Sunday, February 21, 2016
So much of life is waiting. As children we wait for our birthday, we wait for Easter, we wait for summer vacation from school. Young adults cannot wait for schooling to come to an end, for the right job, for the perfect marriage partner. We must patiently wait to get over an illness. During harsh winters, we wait longingly for springtime.
Lent is about waiting. The word “Lent” comes from the Old English word for spring “lentin.” Just recently I found out that this Old English word means “to lengthen,” since in springtime the days are lengthening. Physically, the month of March is a time when the days really start to get longer—and I find myself just craving more sunlight and the chance to get outside to take walks. Spiritually, this is the season of Lent, a time to grow in my inner life.
Waiting cultivates patience in us. By nature, humans are not terribly patient. We want what we want, and we want it right now. Patience must be learned. Moreover, patience must be cultivated by having our patience tried—by being placed in situations where we simply have to wait against our wishes. Of course we can go through circumstances that make us wait for a long time without developing one bit of patience. Only with the right attitude—the right spirit—do we benefit from long, trying times. Indeed, patience is a fruit of the Holy Spirit who works in our lives, and, so often, the Spirit does so by inviting us to wait.
This Lenten season, I am choosing to embrace all of the opportunities to wait in my life. There are things I am waiting for at work, home and my personal life. Accepting these many opportunities to wait as gifts from the Lord, I open myself us to be shaped by God’s Spirit. Above all, I am anticipating two big things: 1) springtime and the chance to enjoy sunshine and the out-of-doors, and 2) the celebration of Holy Week and Easter.
© 2016 Glenn E. Myers
Sunday, February 7, 2016
“Draw near to God, and he will draw near to you.”
The Christian life is a pilgrimage. Over many miles and many years we walk with God, learning to know him and trust him more deeply as we go through beautiful fields as well as rough terrain. Our spiritual life is a long race, not a short sprint.
In that pilgrimage, that race, we all lose momentum at times. Life becomes busy; we come down with the flu for several weeks; difficulties at home and work drain our energy and emotions. Sometimes we drift, veering off the path we began as we are lured by worldly pursuits, pride, possessions and misdirected passions.
Lent is a special season set aside to draw nearer to God. For nearly 2000 years, Christians have dedicated the days leading up to Easter to draw close to the Lord. This is a time to reassess our life—spiritually, relationally, directionally. It is also an invitation to refresh our relationship with the Lord and to refocus our lives on him.
How are you doing on your spiritual pilgrimage right now? Are there ways you have lost momentum in your pursuit of God? Have you become outright sidetracked?

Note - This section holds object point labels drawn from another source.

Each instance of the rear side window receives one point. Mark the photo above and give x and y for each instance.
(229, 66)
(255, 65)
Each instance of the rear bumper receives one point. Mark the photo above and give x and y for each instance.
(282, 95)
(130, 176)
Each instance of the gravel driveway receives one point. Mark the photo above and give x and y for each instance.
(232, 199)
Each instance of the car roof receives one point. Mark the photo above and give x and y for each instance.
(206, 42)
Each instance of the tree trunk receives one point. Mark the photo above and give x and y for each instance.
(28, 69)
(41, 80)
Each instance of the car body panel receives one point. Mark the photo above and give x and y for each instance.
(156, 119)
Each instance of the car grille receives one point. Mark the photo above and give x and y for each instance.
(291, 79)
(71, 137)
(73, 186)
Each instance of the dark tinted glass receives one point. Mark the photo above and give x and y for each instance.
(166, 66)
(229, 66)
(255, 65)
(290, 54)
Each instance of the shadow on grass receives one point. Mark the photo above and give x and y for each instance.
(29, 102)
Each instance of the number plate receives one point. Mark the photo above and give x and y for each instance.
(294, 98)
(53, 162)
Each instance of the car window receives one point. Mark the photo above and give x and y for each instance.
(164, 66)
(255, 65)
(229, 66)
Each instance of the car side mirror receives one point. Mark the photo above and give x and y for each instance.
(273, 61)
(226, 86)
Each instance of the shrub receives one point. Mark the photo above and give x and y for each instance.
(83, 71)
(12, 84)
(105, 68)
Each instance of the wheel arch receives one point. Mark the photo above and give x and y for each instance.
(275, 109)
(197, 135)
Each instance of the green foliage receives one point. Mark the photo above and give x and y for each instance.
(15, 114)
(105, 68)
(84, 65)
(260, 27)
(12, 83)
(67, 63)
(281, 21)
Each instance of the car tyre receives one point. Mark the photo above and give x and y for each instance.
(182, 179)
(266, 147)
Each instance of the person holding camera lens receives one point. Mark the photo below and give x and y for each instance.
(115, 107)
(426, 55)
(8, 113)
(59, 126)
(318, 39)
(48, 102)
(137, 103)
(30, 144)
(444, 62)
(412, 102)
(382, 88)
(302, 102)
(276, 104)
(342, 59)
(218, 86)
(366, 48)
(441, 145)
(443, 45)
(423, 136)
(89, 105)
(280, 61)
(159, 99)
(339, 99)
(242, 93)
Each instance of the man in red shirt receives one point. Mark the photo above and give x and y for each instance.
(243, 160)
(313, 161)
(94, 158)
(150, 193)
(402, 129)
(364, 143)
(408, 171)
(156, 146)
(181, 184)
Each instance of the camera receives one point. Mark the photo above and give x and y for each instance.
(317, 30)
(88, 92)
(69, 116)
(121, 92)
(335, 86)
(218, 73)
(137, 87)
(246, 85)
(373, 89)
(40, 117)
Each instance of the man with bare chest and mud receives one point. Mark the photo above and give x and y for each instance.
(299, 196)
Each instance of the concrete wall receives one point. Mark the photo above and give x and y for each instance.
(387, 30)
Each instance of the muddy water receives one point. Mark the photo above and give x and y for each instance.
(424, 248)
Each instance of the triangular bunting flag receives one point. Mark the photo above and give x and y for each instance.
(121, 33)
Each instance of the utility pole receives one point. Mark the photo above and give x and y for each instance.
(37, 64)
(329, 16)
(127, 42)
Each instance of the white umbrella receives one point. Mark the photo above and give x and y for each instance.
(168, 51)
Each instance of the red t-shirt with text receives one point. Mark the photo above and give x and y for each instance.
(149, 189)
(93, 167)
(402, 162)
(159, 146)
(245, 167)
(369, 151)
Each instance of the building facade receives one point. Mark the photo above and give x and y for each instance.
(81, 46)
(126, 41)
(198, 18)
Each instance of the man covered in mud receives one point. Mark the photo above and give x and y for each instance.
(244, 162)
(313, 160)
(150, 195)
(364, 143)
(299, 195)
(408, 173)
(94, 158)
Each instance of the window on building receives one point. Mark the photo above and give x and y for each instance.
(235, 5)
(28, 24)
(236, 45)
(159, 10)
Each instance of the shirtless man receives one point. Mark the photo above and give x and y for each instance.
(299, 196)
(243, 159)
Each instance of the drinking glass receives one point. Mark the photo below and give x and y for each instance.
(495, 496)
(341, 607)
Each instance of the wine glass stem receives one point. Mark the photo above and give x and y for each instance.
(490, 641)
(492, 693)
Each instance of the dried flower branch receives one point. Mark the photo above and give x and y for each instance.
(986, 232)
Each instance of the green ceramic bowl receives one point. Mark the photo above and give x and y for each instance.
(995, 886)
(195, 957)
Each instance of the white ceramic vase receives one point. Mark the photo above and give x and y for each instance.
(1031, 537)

This week Lent begins on Ash Wednesday. Attending an Ash Wednesday service is a wonderful place to begin. As ashes are placed on your forehead with the sign of the cross, it is a visual reminder that, as mortal beings, we are but dust (Gen 3:19), and we shall return dust to dust, ashes to ashes. We must keep this in mind as we ask God to look into our hearts and test us (Psalm 139:23-24).
Fasting is also helpful. For nearly 2000 years Christians have fasted during Lent. Fasting is invaluable in self-examination as it helps to reveal where our focus is in life.
Honest self-examination always reveals some area of our actions, attitudes or thoughts that are out of order. Rather than pulling back from God as we see our brokenness or half-heartedness, however, we need to draw near to the One who knows all our faults, yet loves us beyond our wildest comprehension.
Setting aside special times of prayer—perhaps weekly or daily—is a wonderful practice for Lent, as it offers us one-on-one time with the One who loves us so much. Through those times of prayer, we draw closer to, and grow deeper with, our Lord. Likewise, giving to others has been a special focus of Lenten devotion since the early years of the Church. We can give money (alms) or time or service. However we are able to serve, reaching out to others not only draws us closer to them but also to God.
As Ash Wednesday approaches, what is something special you can do over the coming weeks to give the Lord your undivided attention? Where is the best place for you to have intimate time with him—a place where you know you will not be uninterrupted? How can you focus all your attention on him? This Lenten season, let us draw close to God’s loving, healing, transforming presence.